Shani Gilchrist is a critic, essayist, and freelance journalist based in Columbia and Charleston, S.C. She writes about many things, including class, race, gender, parenting, and how perceptions of these affect relationships.
Gilchrist has interviewed and profiled many interesting subjects, including social justice activists, national recording artists, international financiers, and more. She’s worked as a columnist for Charleston City Paper and has written features for Columbia’s Free Times, The Daily Beast, and The Washington Post. She’s written for two anthologies, Equals, Vol. 1; and State of the Heart, Vol. 2: South Carolina Writers on the Places They Love (Oct 2015, USC Press). Her essays have appeared in The Literary Hub, Longreads, Catapult, and more.
Having been raised in the Midwest and the South, Gilchrist keeps a practical view of the reasons behind the racial and cultural tumult of today’s world. Her mother was raised in the rural Mississippi of the 1940s and 1950s under the unusual circumstance of being a black child who experienced some of the privileges normally afforded only to white children of means. Gilchrist spent her own childhood learning a similarly precarious—although less lethal--dance, living the dual life of becoming educated in the struggles of black America whilst living a lifestyle that the founders of American culture never intended for people of color.

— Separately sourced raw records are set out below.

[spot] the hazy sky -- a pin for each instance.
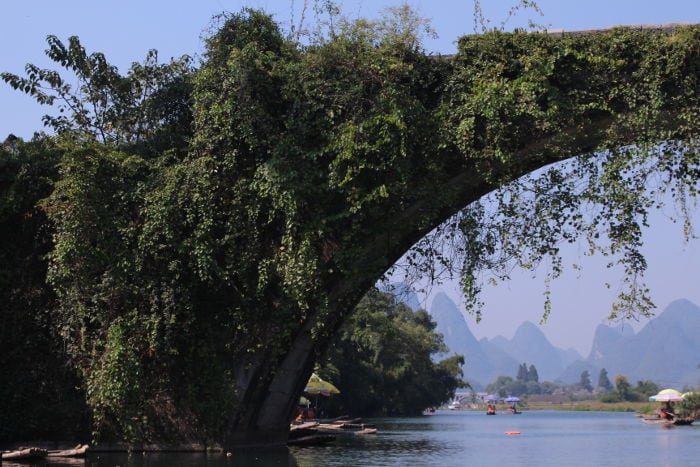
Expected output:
(126, 29)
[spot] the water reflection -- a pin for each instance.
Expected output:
(464, 438)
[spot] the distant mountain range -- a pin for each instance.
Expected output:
(666, 350)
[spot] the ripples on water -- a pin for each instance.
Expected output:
(463, 438)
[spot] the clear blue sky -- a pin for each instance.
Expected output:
(126, 29)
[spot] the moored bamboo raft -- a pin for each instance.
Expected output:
(78, 451)
(24, 453)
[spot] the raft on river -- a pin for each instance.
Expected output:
(673, 422)
(31, 453)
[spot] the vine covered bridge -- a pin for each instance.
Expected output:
(312, 170)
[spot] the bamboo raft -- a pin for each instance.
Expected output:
(32, 453)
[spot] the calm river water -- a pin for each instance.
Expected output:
(464, 438)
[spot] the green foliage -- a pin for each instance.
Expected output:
(603, 380)
(149, 104)
(383, 361)
(585, 381)
(38, 396)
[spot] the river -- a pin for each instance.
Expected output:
(465, 438)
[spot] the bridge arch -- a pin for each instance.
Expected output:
(505, 105)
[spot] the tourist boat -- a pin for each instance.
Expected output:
(674, 422)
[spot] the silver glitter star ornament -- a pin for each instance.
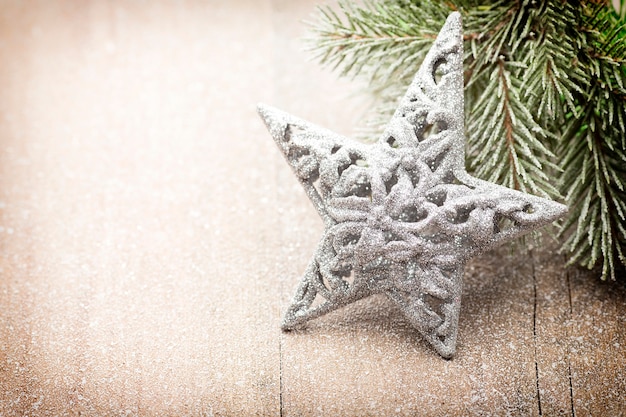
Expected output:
(402, 216)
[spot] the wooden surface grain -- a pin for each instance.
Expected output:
(151, 236)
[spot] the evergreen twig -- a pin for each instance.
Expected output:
(545, 97)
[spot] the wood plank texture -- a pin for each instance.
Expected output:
(151, 236)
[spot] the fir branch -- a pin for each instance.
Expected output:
(544, 96)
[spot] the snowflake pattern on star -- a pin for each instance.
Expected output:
(402, 216)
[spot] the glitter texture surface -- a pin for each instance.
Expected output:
(402, 216)
(150, 233)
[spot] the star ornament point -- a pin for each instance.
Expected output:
(402, 216)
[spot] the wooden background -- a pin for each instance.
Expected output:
(151, 235)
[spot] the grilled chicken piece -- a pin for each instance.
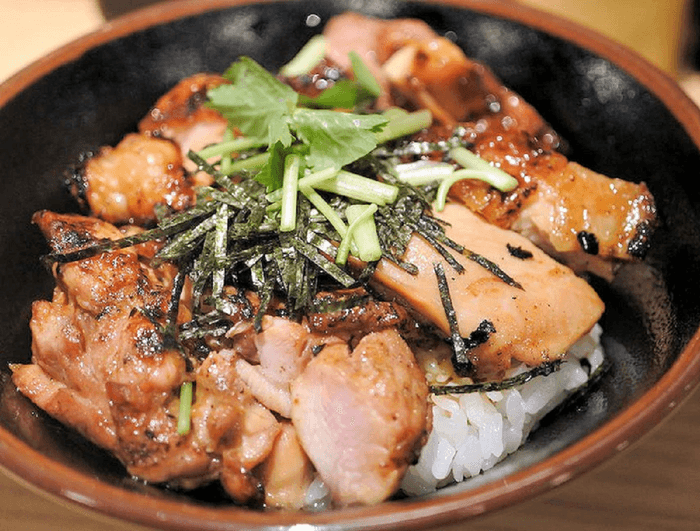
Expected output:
(179, 115)
(588, 221)
(415, 65)
(535, 324)
(361, 416)
(101, 364)
(124, 184)
(287, 473)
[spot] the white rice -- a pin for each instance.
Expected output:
(474, 431)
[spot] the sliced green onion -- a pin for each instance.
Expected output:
(252, 163)
(307, 58)
(288, 214)
(360, 188)
(423, 172)
(344, 248)
(363, 75)
(364, 232)
(185, 412)
(408, 124)
(313, 179)
(447, 182)
(230, 146)
(324, 208)
(497, 177)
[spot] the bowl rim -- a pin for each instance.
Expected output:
(66, 485)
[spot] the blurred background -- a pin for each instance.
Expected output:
(661, 30)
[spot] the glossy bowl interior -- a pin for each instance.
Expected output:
(618, 115)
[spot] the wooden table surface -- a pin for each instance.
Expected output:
(654, 485)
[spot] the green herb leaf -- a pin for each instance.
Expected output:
(256, 102)
(336, 138)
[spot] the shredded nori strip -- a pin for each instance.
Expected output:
(460, 360)
(484, 387)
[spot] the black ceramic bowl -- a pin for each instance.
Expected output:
(619, 116)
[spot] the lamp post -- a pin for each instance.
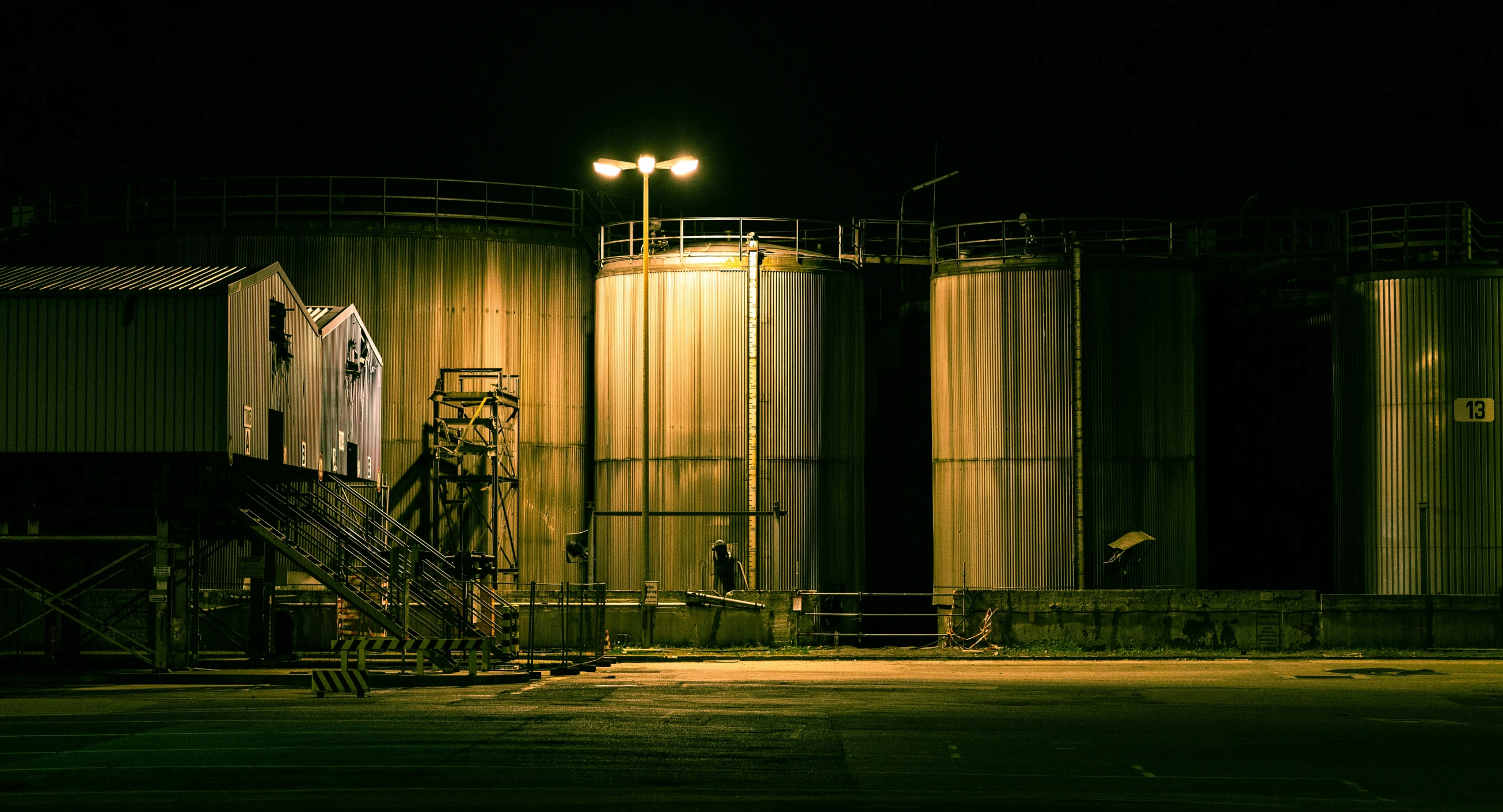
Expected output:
(902, 202)
(611, 169)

She is an involved member of the arts and advocacy worlds, holding past or present board positions with the South Carolina Arts Foundation, Columbia Museum of Art, and the ONE Campaign’s girls & women initiative.
Interesting or odd Facts
From 2008 - 2013 I had a lifestyle blog Called “Camille Maurice: Musings, conversations, and beautiful things.” Through the blog I got to interview some of the most renowned people in the interior design and arts worlds. It was such a blast.
Archery is a favorite, calming hobby.
I met my husband. In a bar. At 1AM. With my mother. On my 19th birthday.
In 2019 I managed to figure out how to grow tomatoes (in Columbia) that taste like they came from a saltwater climate.
I trained horses as a teenager.
My late godfather, Robert E. Johnson, III told me I was going to grow up to be a writer when I was in kindergarten. I’m not sure how he knew back then. Maybe because he was an editor?
When I was a senior in high school, my headmaster, Dr. J. Robert Shirley, chuckled when I told him I was planning to major in business and go into the corporate world. “No, you’re not,” he said, knowing that for me that notion was coming from far out in left field. “You’re a writer.” He was correct.